As an MLOps Engineer at Transcenda, you will work on a cutting-edge platform with minimal legacy dependencies. You'll be part of a highly skilled and technical team, where experimentation is encouraged, and ideas come to life, all while contributing to an organization that places AI and ML at the core of its business.
Key Responsibilities:
- Design, implement, and maintain end-to-end machine learning pipelines to ensure scalability, reliability, and performance.
- Develop automated systems for deploying, monitoring, and retraining machine learning models in production.
- Build and manage CI/CD pipelines specifically tailored for machine learning workflows.
- Architect and oversee cloud-based infrastructure using AWS to support scalable machine learning applications.
- Implement robust monitoring, logging, and alerting systems to ensure the health and performance of ML models and infrastructure.
Must Haves:
- 7+ years of overall experience in tech, with at least 3 years in DevOps or MLOps roles, and a strong technical background.
- Hands-on experience in building and maintaining machine learning pipelines.

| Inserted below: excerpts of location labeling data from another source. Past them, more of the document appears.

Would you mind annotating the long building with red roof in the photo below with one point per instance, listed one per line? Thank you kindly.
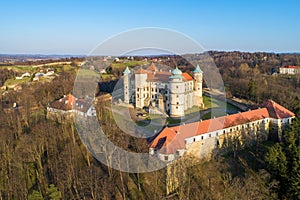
(169, 91)
(202, 137)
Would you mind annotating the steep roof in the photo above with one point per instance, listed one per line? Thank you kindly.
(126, 71)
(187, 77)
(171, 139)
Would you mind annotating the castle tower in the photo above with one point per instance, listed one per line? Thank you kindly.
(140, 88)
(177, 89)
(198, 78)
(127, 87)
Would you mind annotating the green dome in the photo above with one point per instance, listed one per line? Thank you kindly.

- Familiarity with model monitoring and retraining workflows (e.g., MLflow, Seldon Core, Evidently AI, or similar).
- Experience with feature stores (e.g., Feast, Tecton) or similar technologies.

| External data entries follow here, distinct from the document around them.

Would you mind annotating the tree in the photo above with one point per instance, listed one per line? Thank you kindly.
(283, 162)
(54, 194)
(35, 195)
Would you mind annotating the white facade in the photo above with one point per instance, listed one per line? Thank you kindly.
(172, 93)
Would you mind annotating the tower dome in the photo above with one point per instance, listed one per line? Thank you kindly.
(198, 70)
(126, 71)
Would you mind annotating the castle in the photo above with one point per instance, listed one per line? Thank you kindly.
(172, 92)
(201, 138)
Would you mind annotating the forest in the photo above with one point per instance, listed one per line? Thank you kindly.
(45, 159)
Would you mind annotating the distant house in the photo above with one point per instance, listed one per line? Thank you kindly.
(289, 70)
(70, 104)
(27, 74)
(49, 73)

- Strong knowledge of infrastructure-as-code tools (e.g., Terraform, AWS CloudFormation).
- Experience with CI/CD tools (e.g., GitHub Actions, Jenkins, Argo Workflows).
- Expertise in containerization and orchestration (e.g., Docker, Kubernetes, Amazon EKS).

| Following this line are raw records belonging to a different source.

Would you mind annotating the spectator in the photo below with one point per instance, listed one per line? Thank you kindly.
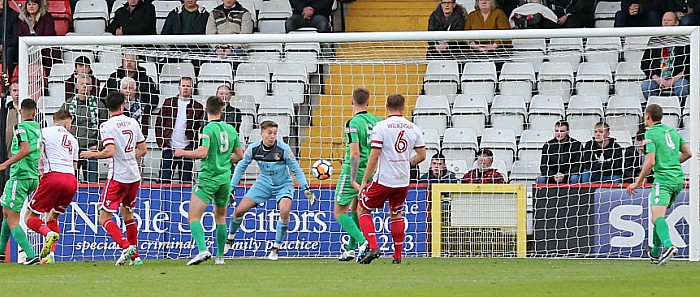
(82, 66)
(665, 66)
(685, 11)
(574, 13)
(176, 127)
(484, 173)
(229, 18)
(231, 114)
(190, 18)
(602, 157)
(147, 93)
(448, 16)
(561, 157)
(639, 13)
(487, 16)
(310, 13)
(9, 32)
(136, 17)
(634, 158)
(88, 114)
(438, 172)
(133, 106)
(39, 22)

- Advanced proficiency in Python for automation and ML-related tasks.
- Familiarity with scripting languages (e.g., Bash, PowerShell).
- Hands-on experience with a variety of AWS services such as S3, Lambda, SageMaker, ECS, CloudWatch, Step Functions, Athena, and DynamoDB.
- Strong verbal and written communication skills in English (Upper-Intermediate+).
As a Plus:
- Experience with monitoring and observability tools (e.g., Prometheus, Grafana, Datadog, AWS CloudWatch).
- Familiarity with other cloud platforms (e.g., GCP, Azure) is a plus.
- Experience with machine learning frameworks like TensorFlow, PyTorch, or similar.